## anonymous 4 years ago Determine if fifth degree polynomials are a vector space? Do they fit the requirements

1. anonymous

James I proved the rest of the identities on my own LOL :D

2. amistre64

what are the requirements?

3. JamesJ

No. For example, here are two fifth degree polynomials : v1(x) = x^5 + x^4 and v2(x) = -x^5, But v1(x) + v2(x) = x^4, which is not a fifth degree polynomial.

4. anonymous

ohhh i see

5. JamesJ

That being said, the set $$P_5$$ being the defined as the set of all polynomials $$\it up \ to$$ fifth degree is a vector space.

6. amistre64

ive been wondering if James has a pool of knowledge floating around inside his skull; or if its really a rolodex next to the computer with all this stuff in it :)

7. anonymous

heheehehe

8. JamesJ

I bought it off a Tibetan voodoo monk: "The Book of Answers". Cost me fifty gold dragoons and the blood of a che-wang white bat.

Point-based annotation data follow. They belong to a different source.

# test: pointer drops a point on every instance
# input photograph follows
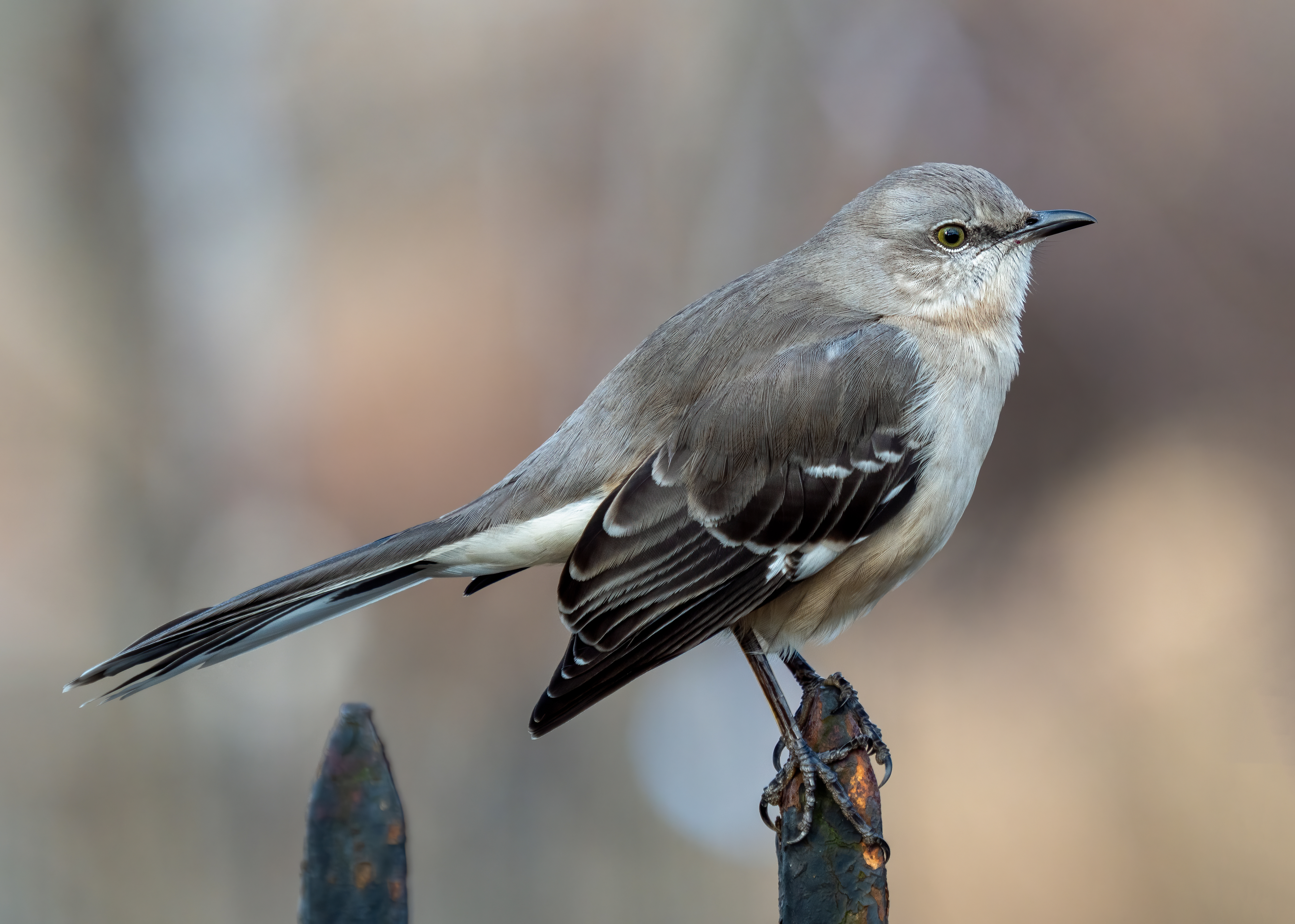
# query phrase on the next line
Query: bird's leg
(814, 768)
(870, 741)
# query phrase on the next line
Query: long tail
(280, 607)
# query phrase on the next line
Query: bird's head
(947, 244)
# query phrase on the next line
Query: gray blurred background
(279, 278)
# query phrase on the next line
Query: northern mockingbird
(772, 460)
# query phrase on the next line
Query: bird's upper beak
(1046, 224)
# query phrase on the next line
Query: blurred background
(279, 278)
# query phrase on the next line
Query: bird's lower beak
(1046, 224)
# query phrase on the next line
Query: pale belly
(821, 606)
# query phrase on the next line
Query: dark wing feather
(695, 540)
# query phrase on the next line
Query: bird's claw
(815, 768)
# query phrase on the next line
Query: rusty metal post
(831, 878)
(354, 871)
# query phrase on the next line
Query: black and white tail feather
(737, 452)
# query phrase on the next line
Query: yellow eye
(951, 236)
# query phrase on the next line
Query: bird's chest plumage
(969, 378)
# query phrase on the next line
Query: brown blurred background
(283, 276)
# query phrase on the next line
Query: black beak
(1046, 224)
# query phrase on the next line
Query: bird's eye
(951, 236)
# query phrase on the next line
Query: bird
(771, 461)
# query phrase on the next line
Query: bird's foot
(815, 768)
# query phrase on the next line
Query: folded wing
(696, 539)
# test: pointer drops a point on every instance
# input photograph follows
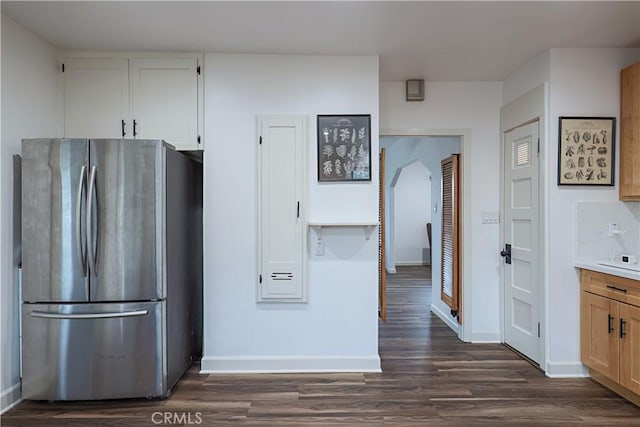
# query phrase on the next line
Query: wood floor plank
(429, 378)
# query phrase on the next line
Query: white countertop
(615, 271)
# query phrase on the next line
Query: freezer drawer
(93, 351)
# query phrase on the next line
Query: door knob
(506, 253)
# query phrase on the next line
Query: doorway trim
(465, 332)
(529, 107)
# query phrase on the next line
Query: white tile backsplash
(593, 242)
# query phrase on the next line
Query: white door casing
(521, 222)
(281, 232)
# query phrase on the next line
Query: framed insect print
(344, 148)
(586, 150)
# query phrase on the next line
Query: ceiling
(452, 40)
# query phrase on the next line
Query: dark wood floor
(429, 378)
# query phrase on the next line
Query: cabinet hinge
(538, 329)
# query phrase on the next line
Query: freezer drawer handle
(46, 315)
(79, 249)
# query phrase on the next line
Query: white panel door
(96, 98)
(164, 100)
(281, 162)
(521, 271)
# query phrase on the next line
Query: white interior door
(96, 98)
(521, 212)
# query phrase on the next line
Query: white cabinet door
(96, 97)
(164, 100)
(281, 237)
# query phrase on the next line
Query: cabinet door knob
(622, 332)
(609, 323)
(617, 289)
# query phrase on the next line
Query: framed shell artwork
(344, 148)
(586, 150)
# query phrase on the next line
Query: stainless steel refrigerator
(111, 268)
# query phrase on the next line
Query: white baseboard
(566, 370)
(290, 364)
(485, 337)
(10, 398)
(446, 318)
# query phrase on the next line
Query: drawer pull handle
(622, 332)
(609, 326)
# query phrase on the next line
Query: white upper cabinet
(96, 97)
(143, 96)
(164, 100)
(281, 233)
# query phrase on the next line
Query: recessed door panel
(521, 278)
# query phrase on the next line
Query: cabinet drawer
(614, 287)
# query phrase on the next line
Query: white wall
(338, 328)
(531, 75)
(412, 212)
(29, 109)
(583, 82)
(473, 107)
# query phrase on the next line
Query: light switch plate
(490, 217)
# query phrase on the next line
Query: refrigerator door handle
(91, 253)
(80, 251)
(49, 315)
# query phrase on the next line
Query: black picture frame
(586, 150)
(344, 147)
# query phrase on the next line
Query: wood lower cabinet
(610, 331)
(630, 347)
(598, 341)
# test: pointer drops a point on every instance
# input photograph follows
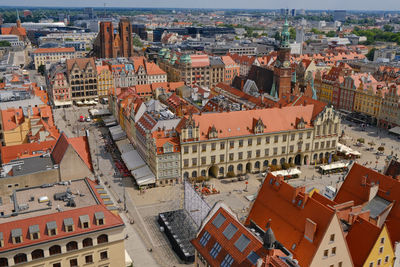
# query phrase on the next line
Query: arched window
(102, 239)
(87, 242)
(3, 262)
(73, 245)
(56, 249)
(20, 258)
(37, 254)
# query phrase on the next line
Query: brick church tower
(106, 40)
(111, 45)
(125, 36)
(282, 69)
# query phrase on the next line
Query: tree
(370, 54)
(41, 69)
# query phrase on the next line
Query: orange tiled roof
(9, 153)
(111, 220)
(360, 240)
(357, 186)
(288, 208)
(240, 123)
(54, 50)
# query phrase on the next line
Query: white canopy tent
(286, 173)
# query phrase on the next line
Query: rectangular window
(103, 255)
(89, 259)
(203, 147)
(215, 250)
(222, 145)
(212, 159)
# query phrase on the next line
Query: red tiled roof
(357, 186)
(228, 246)
(288, 208)
(9, 153)
(111, 220)
(361, 238)
(240, 123)
(54, 50)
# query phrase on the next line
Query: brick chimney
(309, 230)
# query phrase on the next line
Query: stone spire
(18, 20)
(285, 34)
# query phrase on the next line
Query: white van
(330, 192)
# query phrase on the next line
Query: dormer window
(16, 235)
(84, 221)
(69, 225)
(51, 228)
(99, 216)
(34, 232)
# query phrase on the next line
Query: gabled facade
(308, 229)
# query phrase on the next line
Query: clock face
(286, 64)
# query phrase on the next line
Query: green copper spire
(285, 34)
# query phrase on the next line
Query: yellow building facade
(105, 81)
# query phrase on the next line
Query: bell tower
(282, 69)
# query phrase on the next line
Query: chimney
(310, 229)
(373, 190)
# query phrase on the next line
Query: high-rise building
(339, 15)
(110, 45)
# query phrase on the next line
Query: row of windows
(56, 249)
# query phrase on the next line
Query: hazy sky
(262, 4)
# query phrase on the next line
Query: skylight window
(229, 231)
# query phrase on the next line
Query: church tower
(282, 69)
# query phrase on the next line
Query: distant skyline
(226, 4)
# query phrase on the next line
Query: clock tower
(282, 69)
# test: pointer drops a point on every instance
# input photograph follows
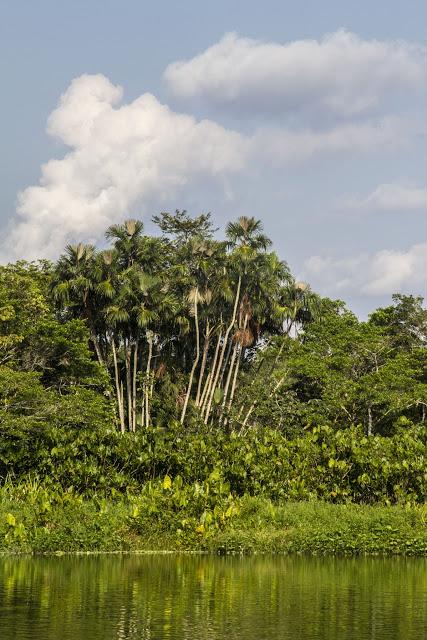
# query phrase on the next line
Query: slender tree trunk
(225, 363)
(236, 370)
(128, 382)
(234, 384)
(203, 365)
(97, 349)
(196, 360)
(209, 380)
(369, 432)
(228, 381)
(224, 346)
(147, 379)
(135, 370)
(118, 392)
(255, 402)
(122, 401)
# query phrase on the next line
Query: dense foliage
(185, 374)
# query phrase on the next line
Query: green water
(188, 597)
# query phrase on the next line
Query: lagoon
(184, 597)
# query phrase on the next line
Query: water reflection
(187, 597)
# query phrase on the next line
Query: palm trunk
(254, 403)
(209, 380)
(135, 369)
(147, 379)
(128, 383)
(203, 365)
(236, 369)
(224, 346)
(118, 392)
(369, 431)
(196, 360)
(228, 381)
(97, 349)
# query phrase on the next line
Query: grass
(34, 519)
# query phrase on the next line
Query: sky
(309, 115)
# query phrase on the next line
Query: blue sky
(312, 117)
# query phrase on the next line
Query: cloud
(381, 273)
(392, 197)
(295, 145)
(119, 156)
(342, 74)
(142, 154)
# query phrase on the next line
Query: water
(192, 597)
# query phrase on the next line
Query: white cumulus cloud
(384, 272)
(120, 156)
(341, 74)
(392, 197)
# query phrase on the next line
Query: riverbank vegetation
(184, 391)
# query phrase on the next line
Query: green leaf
(11, 520)
(167, 482)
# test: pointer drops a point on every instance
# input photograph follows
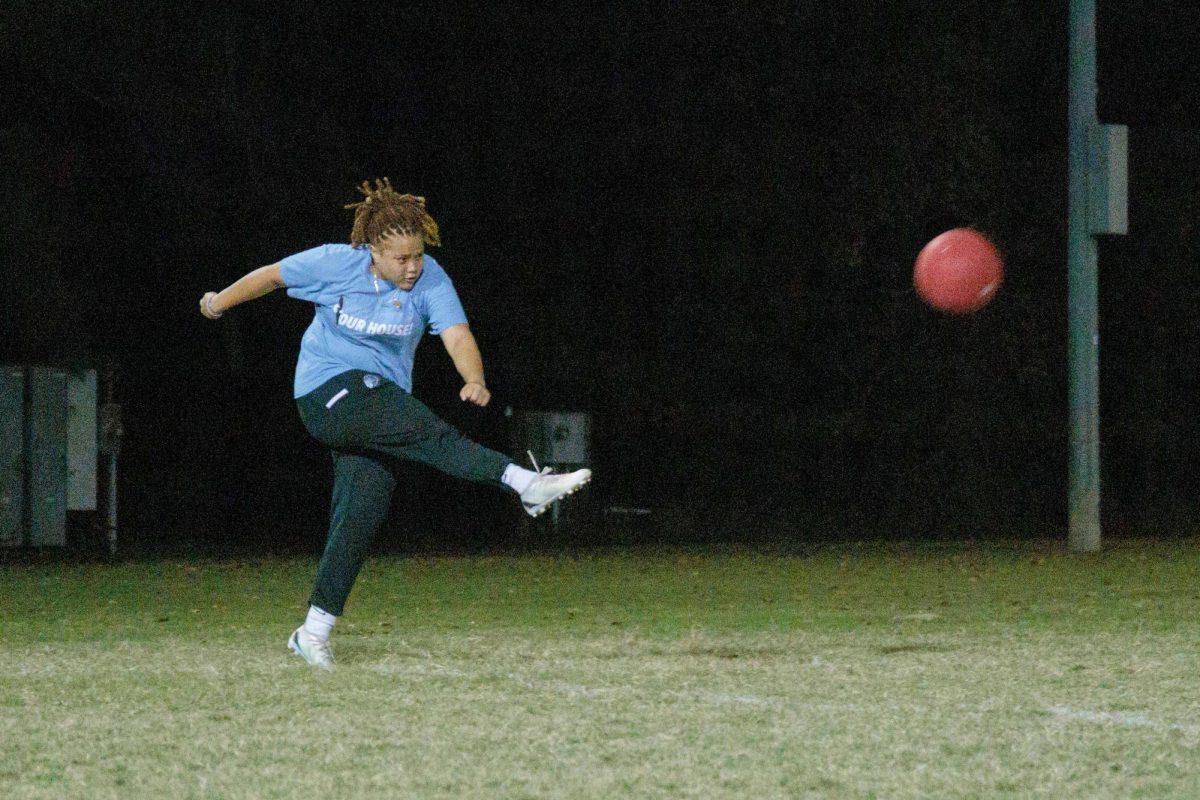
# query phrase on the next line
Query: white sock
(319, 623)
(517, 477)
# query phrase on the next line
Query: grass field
(965, 671)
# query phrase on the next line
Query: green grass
(849, 672)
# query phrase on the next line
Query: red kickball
(958, 271)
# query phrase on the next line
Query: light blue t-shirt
(363, 323)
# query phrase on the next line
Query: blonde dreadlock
(385, 212)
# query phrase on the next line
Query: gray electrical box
(46, 456)
(48, 452)
(12, 456)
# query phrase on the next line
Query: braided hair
(385, 212)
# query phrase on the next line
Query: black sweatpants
(370, 425)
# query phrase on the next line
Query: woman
(375, 299)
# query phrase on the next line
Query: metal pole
(1084, 493)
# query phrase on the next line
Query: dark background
(695, 222)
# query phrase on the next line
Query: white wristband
(208, 304)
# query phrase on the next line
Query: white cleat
(549, 487)
(311, 649)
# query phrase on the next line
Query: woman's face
(399, 258)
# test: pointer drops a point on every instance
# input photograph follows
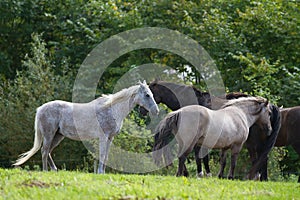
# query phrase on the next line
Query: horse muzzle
(154, 110)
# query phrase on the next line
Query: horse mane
(242, 100)
(119, 96)
(197, 92)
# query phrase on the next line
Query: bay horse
(176, 96)
(289, 134)
(101, 118)
(226, 128)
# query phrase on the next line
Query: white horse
(101, 118)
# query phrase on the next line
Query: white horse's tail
(36, 146)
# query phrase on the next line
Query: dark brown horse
(172, 94)
(289, 134)
(225, 128)
(176, 96)
(258, 144)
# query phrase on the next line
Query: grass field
(21, 184)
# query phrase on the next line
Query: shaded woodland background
(255, 45)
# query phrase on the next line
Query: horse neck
(248, 114)
(123, 108)
(217, 103)
(122, 102)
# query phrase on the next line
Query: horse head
(264, 120)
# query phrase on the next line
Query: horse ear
(267, 102)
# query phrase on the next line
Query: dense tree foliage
(255, 45)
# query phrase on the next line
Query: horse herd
(198, 122)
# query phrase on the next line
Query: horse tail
(36, 146)
(269, 143)
(164, 134)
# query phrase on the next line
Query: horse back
(290, 127)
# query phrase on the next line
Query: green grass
(21, 184)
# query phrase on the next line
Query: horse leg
(198, 161)
(253, 157)
(45, 150)
(222, 162)
(55, 142)
(204, 151)
(296, 147)
(234, 154)
(182, 171)
(104, 145)
(264, 170)
(206, 165)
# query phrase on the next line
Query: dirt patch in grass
(37, 183)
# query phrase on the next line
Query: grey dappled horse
(101, 118)
(227, 128)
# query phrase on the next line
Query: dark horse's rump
(256, 145)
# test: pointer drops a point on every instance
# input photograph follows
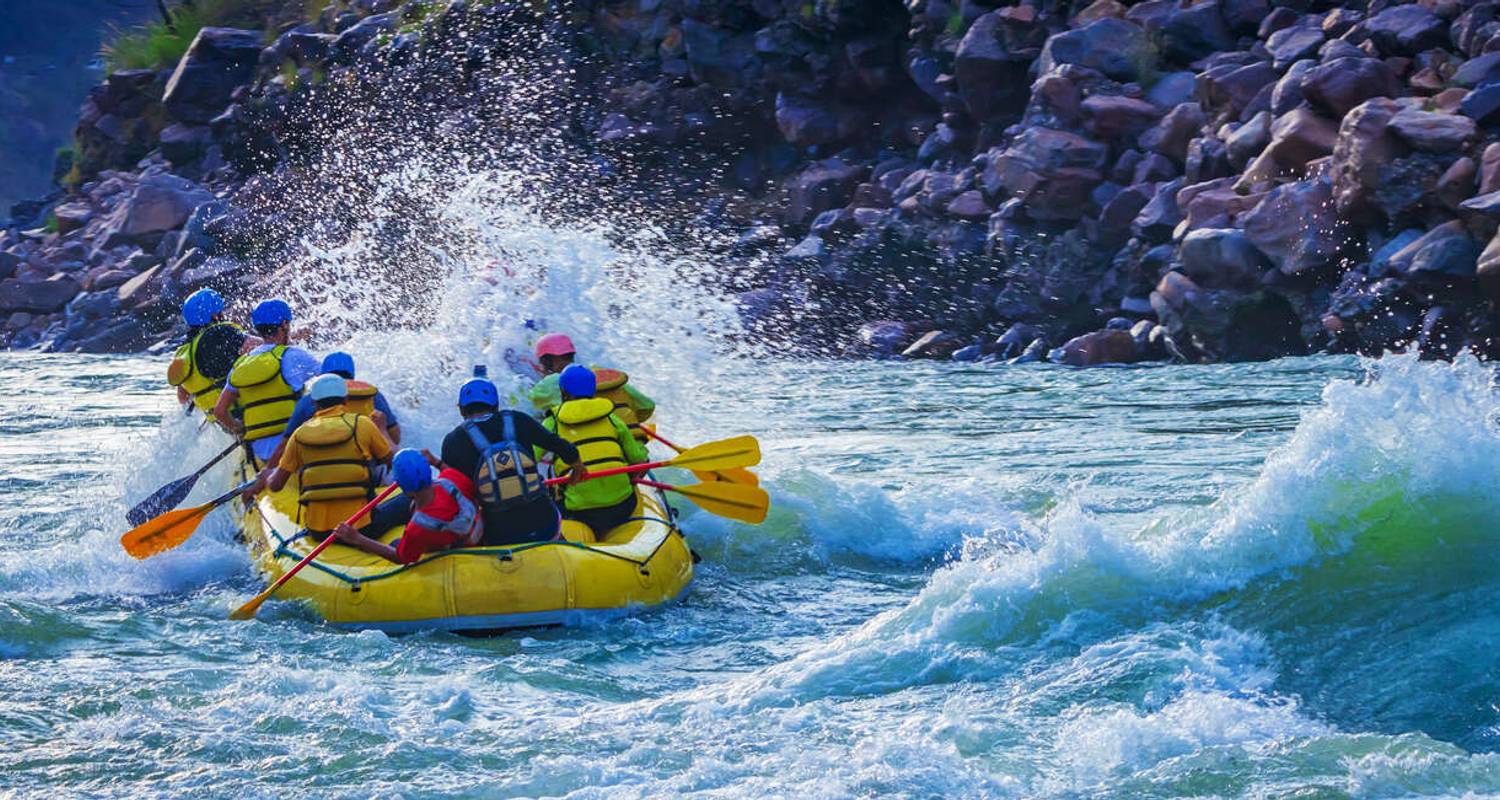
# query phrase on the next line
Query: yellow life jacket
(264, 395)
(498, 479)
(611, 384)
(360, 398)
(186, 372)
(333, 464)
(585, 424)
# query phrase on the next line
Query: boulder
(1296, 138)
(1293, 44)
(1172, 89)
(1172, 135)
(1112, 116)
(990, 78)
(1232, 89)
(158, 203)
(72, 215)
(36, 296)
(1161, 215)
(804, 122)
(1406, 30)
(1488, 269)
(216, 62)
(1433, 132)
(1365, 146)
(1287, 93)
(1221, 258)
(1118, 48)
(1476, 72)
(1050, 171)
(1095, 348)
(1482, 105)
(885, 336)
(1443, 251)
(935, 344)
(1194, 33)
(822, 185)
(1344, 83)
(185, 143)
(1247, 143)
(1296, 227)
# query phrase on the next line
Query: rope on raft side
(282, 550)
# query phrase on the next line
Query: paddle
(716, 455)
(734, 475)
(171, 496)
(171, 529)
(723, 499)
(248, 610)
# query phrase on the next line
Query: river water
(1272, 580)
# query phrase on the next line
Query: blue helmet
(272, 312)
(200, 306)
(479, 390)
(411, 470)
(339, 362)
(578, 381)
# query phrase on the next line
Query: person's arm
(221, 412)
(353, 538)
(635, 452)
(537, 434)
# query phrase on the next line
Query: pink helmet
(554, 344)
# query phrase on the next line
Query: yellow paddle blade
(249, 608)
(165, 532)
(728, 500)
(738, 475)
(720, 455)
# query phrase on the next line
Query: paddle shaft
(308, 559)
(614, 470)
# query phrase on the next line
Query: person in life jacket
(603, 442)
(362, 400)
(203, 362)
(500, 452)
(438, 514)
(266, 383)
(333, 457)
(555, 353)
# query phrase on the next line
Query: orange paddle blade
(165, 532)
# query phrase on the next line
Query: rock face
(1218, 179)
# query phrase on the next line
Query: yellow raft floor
(642, 563)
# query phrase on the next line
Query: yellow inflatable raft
(642, 563)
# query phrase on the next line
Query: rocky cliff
(1088, 182)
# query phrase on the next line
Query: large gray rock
(1095, 348)
(1293, 44)
(1344, 83)
(215, 63)
(158, 203)
(36, 296)
(990, 77)
(1196, 32)
(1221, 258)
(1298, 227)
(1433, 132)
(1050, 171)
(1113, 47)
(1406, 30)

But it was worth it.

9. amistre64

whats on page 42?

10. JamesJ

the multiplication table for for 7.

11. amistre64

I must have a later edition then :/ mine says: *

12. anonymous

LOL u guys r funny Thanks for ur help :D

13. JamesJ

When I say the multiplication table for 7, I mean the whole thing. It's in infinitely small type. Can't read a damn thing.